It's All in the Waves

      Today's post is pretty much a follow up on yesterday's.  I went from a report on a hundred year old Lake Superior shipwreck just found, to going over other Great Lakes shipwrecks, and related storm damage.  I wanted to explain why the shipwrecks are so devastating during Great Lakes storms. 
      As the title of the post says, it's all in the waves.  Although looking across one of the Great Lakes pretty much looks the same as looking across an ocean the waves are completely different.  An ocean is thousands by many thousands of miles across.  You can't tell that standing from shore, because the circumference of the earth doesn't let you see past twenty miles (that's why it looks the same looking out over Lake Superior or one of the other Great Lakes - I've never been there, but I'm sure that looking across Lake Winnipeg or Lake Manitoba would give the same effect).  Not only do oceans have unbelievable amounts of surface area, but they are several miles deep as well. The Marianas Trench is about 8 miles deep.  That is some unimaginable volume.  The deepest part of Lake Superior, by comparison, is a little over 1300 feet, while the average depth is about 500 feet.  Lake Erie is very shallow by comparison to Lake Superior, and even the other Great Lakes, which have an average depth around 200 to 250 feet. 
      That much volume of water makes it behave in certain ways.  Waves of course are bigger and have a much wider arc.  Prevailing westerlies prevail, and the oceans are susceptible to the tidal forces of the moon and the sun.  Even big Lake Superior has no noticeable tide, and the winds blow across it from any direction.  Being so much shallower by comparison, the wave never reach the size or arc that they do on the oceans.  The biggest they get is about 20 feet high, and sometimes 30 feet have been reported, but that is only in storms.  20 feet is what you get on a "nice" day in the oceans when the "surf's up."  
      When you get waves that high in the Great Lakes they are more choppy.  They are still fairly narrow, compared with an ocean wave.  They still have a narrow arc.  They just get taller during a storm, but not much wider.  
      Think of your favorite fishing lake.  When you go out in your little 15 to 20 foot boat, and the winds pick up, the waves become very choppy.  If they hit your boat from the side, it has the tendency to want to roll.  When you steer your boat into the waves you hear and feel a big slap with each wave.  It is because of the shallowness of the lake the waves get taller, but not much wider.  
      The results of this principle can be seen in the pictures below. 

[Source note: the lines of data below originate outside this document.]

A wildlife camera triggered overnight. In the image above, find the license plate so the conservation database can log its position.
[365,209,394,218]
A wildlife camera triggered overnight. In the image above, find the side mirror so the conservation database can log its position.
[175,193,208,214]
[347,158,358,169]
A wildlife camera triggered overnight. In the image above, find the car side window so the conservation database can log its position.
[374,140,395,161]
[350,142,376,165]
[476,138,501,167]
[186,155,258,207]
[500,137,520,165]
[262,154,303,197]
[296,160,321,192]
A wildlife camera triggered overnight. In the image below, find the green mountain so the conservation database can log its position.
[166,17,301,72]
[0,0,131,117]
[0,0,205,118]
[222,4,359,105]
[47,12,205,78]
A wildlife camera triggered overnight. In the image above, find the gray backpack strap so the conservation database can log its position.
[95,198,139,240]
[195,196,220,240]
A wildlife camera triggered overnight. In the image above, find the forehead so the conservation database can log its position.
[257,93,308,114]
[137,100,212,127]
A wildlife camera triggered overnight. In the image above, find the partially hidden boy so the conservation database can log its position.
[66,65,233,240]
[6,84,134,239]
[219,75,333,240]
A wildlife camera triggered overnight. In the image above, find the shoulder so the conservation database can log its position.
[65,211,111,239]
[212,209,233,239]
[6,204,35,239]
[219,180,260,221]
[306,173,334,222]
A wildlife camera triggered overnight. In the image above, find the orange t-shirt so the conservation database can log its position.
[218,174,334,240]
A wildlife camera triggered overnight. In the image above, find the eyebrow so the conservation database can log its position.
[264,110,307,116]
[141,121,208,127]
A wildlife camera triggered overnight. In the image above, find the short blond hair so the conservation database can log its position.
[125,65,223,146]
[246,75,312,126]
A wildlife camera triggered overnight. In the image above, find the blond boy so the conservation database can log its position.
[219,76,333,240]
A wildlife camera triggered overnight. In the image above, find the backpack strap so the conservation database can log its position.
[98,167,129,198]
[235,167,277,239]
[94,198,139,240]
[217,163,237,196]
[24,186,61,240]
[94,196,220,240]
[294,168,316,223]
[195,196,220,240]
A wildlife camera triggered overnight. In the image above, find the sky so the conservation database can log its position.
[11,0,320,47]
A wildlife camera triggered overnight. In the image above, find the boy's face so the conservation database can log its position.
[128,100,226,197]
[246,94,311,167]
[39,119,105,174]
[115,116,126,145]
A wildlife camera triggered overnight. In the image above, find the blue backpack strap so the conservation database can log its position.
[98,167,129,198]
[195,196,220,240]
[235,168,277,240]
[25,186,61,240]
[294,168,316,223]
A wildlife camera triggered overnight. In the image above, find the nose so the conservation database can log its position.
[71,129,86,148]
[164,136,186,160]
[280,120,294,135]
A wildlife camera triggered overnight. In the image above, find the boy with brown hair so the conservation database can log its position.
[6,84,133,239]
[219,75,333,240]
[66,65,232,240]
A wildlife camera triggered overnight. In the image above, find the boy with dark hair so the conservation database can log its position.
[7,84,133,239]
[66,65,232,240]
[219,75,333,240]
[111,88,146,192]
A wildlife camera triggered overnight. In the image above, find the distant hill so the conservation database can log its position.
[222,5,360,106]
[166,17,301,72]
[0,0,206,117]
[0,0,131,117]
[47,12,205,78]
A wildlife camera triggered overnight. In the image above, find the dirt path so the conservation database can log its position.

      An ore freighter on one of the Great Lakes on a normal day.  On an ocean on a normal day it looks pretty much the same. 

      On an ocean during a storm, the waves are huge, and often many times the length of a ship.  They ride within the waves going up them, over the peak, and back down again.  This is when many people get seasick and things roll all over in the galley and everywhere else.  Every time they hit the peak of the wave, it washes over them.  

      Lake Superior (or other Great Lakes) during a storm.  The waves get much bigger, but don't grow as wide as they do tall.  The result is that wave slapping phenomenon.  The waves slap the ship when they hit it, and then wash over.  Worse than that, in the bigger storms the ship is actually suspended between two waves.  Ships are not meant to be carried like that.  It doesn't do to well for their structural integrity.  

      The result of this stress, especially when repeated for wave after wave, is that the ship "breaks her back."  This is what happened to the Edmund Fitzgerald.  It has also happened to many other ships.  During the great storm of 1913 when the Henry B. Smith went down, many of the ships that were lost had their "backs broken."  The same thing happened to many of the ships that were lost during the storm that destroyed the S.S. Mataffa.